Мама переметнула скептический взгляд с меня на Талию и обратно, но Мадалини просияла и молча зааплодировала.
— Прекрасно! Раз можно теперь за вас двоих не беспокоиться, мы с Оди побудем одни. Что скажешь, Оди? Столько всего надо наверстать!
Мама стоически улыбнулась и потянулась за капустным кочаном.
С того дня и далее нас с Талией предоставили самим себе. Нам полагалось исследовать остров, играть на пляже и развлекать друг друга, как этого ждут от детей. Мама заворачивала нам по бутерброду, и мы после завтрака вместе выходили из дома.
Убравшись из поля зрения матерей, мы частенько разбредались порознь. На пляже я плавал или валялся на камнях, сняв рубашку, а Талия уходила собирать ракушки или пускать блинчики, но мало что получалось: волны великоваты. Мы ходили гулять по тропам, что змеились через виноградники и ячменные поля, глядели на свои тени и думали каждый о своем. В основном просто бродили. Туризма на Тиносе в те дни толком не существовало. Это и впрямь был сельский остров, людей кормили их коровы, козы, оливковые деревья и пшеница. Нам становилось скучно, мы молча ели выданный нам обед где-нибудь в тени дерева или мельницы, жевали и смотрели на расщелины, поля колючих кустов, на горы и море.
Однажды я забрел в город. Мы жили на юго-западном берегу острова, а город Тинос находился
Примерно месяц назад я заметил в витрине фотоаппарат, выставленный на потертом кожаном чехле цвета ржавчины. Каждые несколько дней я приходил к магазину, таращился на этот прибор и представлял себя в Индии: чехол болтается на ремне у меня на плече, а сам я снимаю рисовые чеки и чайные плантации, какие видел в «Нэшнл джиогрэфик». Я бы фотографировал Тропу инков. Верхом на верблюде, или в пропыленном старом грузовике, или пешком я бы преодолевал жару, глядя на сфинксов и пирамиды, их тоже бы фотографировал, а потом увидел бы свои снимки на глянцевых страницах журналов. Вот что в то утро привело меня к витрине господина Руссоса, хотя сама лавка была в тот день закрыта, и я стоял снаружи, прижавшись лбом к стеклу, и грезил.
— Это какой?
Чуть подавшись назад, я увидел в стекле отражение Талии. Она промокнула платком левую щеку.
— Фотоаппарат.
Я пожал плечами.
— Похоже на «Си-3 Аргус», — сказала она.
— А ты откуда знаешь?
— За последние тридцать лет это единственный на 35 миллиметров, который лучше всего продается, — сказала она чуть ворчливо. — Хотя смотреть, в общем, не на что. Уродство. На кирпич похож. Ты, значит, фотографом хочешь быть? Ну, когда совсем вырастешь? Твоя мать мне сказала.
Я повернулся к ней:
— Мама тебе это сказала?
— И что?
Я снова пожал плечами. Мне стало неловко от того, что мама обсуждает такие вещи с Талией. Интересно, как именно она это сказала. Могла ведь расчехлить что-нибудь из своего арсенала издевательски-серьезных формулировок, в какие она облекала свое мнение о том, что считала легкомысленным или напыщенным. Она умела сморщить любой твой порыв прямо у тебя на глазах. Маркос желает обойти глобус и запечатлеть его своим объективом.

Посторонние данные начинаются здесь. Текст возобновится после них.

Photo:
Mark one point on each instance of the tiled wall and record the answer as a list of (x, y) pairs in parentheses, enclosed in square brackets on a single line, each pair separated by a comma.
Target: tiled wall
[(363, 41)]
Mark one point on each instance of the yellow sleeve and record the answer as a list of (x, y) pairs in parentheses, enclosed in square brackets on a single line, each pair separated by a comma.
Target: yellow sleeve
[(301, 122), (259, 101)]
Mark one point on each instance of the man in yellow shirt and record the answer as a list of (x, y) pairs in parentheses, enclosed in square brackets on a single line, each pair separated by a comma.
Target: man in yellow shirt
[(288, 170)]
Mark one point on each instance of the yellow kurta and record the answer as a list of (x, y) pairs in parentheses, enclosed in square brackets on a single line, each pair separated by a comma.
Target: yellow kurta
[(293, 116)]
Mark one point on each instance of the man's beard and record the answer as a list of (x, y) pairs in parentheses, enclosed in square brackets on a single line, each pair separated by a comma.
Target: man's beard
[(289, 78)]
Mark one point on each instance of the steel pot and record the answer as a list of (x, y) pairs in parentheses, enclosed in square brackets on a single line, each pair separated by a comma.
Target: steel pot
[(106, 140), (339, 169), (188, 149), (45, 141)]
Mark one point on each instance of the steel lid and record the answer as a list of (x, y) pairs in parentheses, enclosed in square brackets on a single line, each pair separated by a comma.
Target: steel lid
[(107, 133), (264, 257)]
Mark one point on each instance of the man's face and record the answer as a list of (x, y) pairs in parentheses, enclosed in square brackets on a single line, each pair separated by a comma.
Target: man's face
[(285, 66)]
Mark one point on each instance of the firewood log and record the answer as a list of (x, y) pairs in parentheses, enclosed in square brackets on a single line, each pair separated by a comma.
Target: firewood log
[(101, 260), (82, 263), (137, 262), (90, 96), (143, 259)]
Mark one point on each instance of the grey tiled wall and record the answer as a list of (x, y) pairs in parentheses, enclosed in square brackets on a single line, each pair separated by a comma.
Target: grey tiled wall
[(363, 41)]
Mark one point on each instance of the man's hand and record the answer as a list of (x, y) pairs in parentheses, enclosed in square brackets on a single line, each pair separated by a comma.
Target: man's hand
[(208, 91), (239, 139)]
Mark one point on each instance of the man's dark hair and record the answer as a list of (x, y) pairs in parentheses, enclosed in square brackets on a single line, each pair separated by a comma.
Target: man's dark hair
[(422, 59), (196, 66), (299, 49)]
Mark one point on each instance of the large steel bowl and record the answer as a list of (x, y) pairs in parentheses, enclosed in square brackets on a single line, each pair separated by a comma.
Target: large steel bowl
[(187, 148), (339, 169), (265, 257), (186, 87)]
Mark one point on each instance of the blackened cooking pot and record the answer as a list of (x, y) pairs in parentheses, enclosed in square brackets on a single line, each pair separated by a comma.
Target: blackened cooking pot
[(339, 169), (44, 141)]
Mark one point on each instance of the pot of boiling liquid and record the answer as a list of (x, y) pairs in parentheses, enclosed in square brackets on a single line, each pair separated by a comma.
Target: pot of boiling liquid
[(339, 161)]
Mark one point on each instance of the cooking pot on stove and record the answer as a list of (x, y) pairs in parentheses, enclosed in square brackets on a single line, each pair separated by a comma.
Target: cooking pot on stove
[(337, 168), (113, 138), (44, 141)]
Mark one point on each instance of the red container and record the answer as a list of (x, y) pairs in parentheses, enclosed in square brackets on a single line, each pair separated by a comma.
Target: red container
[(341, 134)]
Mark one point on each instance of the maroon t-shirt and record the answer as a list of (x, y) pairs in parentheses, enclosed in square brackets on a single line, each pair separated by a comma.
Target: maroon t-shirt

Талия села на тротуар, натянула юбку на колени. День выдался жаркий, солнце вгрызалось в кожу. Вокруг никого не видать, если не считать пожилой пары, торжественно тащившейся вверх по улице. На муже — его звали Демис-как-то — плоская серая шляпа и коричневый твидовый пиджак явно не по сезону. Лицо у него, помню, имело то застывшее круглоглазое выражение, какое бывает у некоторых стариков, будто они постоянно ошарашены этим чудовищным сюрпризом — старостью, и лишь годы спустя, учась медицине, я заподозрил у него болезнь Паркинсона. Они помахали мне, проходя мимо, я помахал в ответ. Увидел, что они заметили и Талию, на миг сбавили шаг, но потом двинулись дальше.